Ibovespa Drops Over 1% as Bradesco and Wall Street Weigh


The Ibovespa, Brazil’s main stock index, reversed early February gains, closing Tuesday (11th) with a 1.69% drop at 124,380.21 points.

Stronger-than-expected U.S. inflation data, falling oil prices amid potential progress in Ukraine ceasefire talks, and significant declines in banking stocks drove the downturn. Meanwhile, the dollar ended slightly lower at R$5.7631, a 0.08% decrease.

Carrefour Brasil (CRFB3) led gains on the Ibovespa after its French parent company, Carrefour S.A., proposed converting the Brazilian retailer into a wholly owned subsidiary, signaling its potential delisting from the B3 exchange.

TIM (TIMS3) also posted gains for the second consecutive session following its announcement of a share buyback program shortly after releasing its fourth-quarter 2024 results.

However, heavyweights like Petrobras (PETR4; PETR3) and Vale (VALE3) extended losses. Petrobras mirrored declining oil prices, while Vale remained under pressure.

Ibovespa Drops Over 1% as Bradesco and Wall Street WeighIbovespa Drops Over 1% as Bradesco and Wall Street Weigh
Ibovespa Drops Over 1% as Bradesco and Wall Street Weigh. (Photo Internet reproduction)

Among the session’s worst performers were Automob (AMOB3) and Hapvida (HAPV3), reflecting broader market challenges. Banking stocks suffered steep declines, with Bradesco (BBDC4) leading the sector’s losses.

Its shares fell 4.56%, driven by Goldman Sachs’ downgrade of its recommendation from “buy” to “sell.” Banks represent the second-largest sector by weight on the Ibovespa, amplifying their impact on the index’s overall performance.

Wall Street Reacts to Inflation Data and Powell’s Testimony

On Wall Street, U.S. markets reacted to fresh economic data and Federal Reserve Chair Jerome Powell’s testimony before Congress. The Consumer Price Index (CPI) rose 0.5% in January compared to the previous month and climbed 3% year-over-year, exceeding market expectations.

While not the Fed‘s preferred inflation gauge, the CPI remains crucial for assessing potential interest rate adjustments. Currently, U.S. interest rates sit between 4.25% and 4.50%.

Following the CPI release, financial markets shifted expectations for rate cuts in 2025, now anticipating a single 0.25 percentage point reduction delayed from June to September.

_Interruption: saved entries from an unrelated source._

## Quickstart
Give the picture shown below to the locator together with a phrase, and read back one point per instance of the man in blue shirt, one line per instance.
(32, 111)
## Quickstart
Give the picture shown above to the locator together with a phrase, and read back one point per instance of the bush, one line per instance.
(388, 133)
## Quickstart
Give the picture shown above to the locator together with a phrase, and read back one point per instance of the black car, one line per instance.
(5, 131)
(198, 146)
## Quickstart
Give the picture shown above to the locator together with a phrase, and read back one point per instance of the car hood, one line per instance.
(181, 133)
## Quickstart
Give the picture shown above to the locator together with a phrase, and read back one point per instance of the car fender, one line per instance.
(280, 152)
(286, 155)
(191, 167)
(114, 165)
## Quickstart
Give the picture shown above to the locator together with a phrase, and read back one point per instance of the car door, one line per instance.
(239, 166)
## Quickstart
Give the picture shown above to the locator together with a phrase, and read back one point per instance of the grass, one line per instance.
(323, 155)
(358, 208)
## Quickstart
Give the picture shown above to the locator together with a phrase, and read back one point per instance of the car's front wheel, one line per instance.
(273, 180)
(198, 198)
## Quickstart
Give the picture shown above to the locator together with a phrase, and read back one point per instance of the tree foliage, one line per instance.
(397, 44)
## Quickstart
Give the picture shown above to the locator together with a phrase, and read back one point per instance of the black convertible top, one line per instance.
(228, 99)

Powell acknowledged progress toward the Fed’s 2% inflation target but emphasized that more work remains to achieve it fully. Major U.S. indices reflected mixed sentiment.

The Dow Jones fell 0.50% to close at 44,368.56 points, the S&P 500 dropped 0.27% to 6,051.97 points, while the Nasdaq edged up 0.03% to finish at 19,649.95 points.

This mix of domestic and international pressures underscores growing uncertainty in global markets. Investors continue to weigh inflationary trends and geopolitical developments.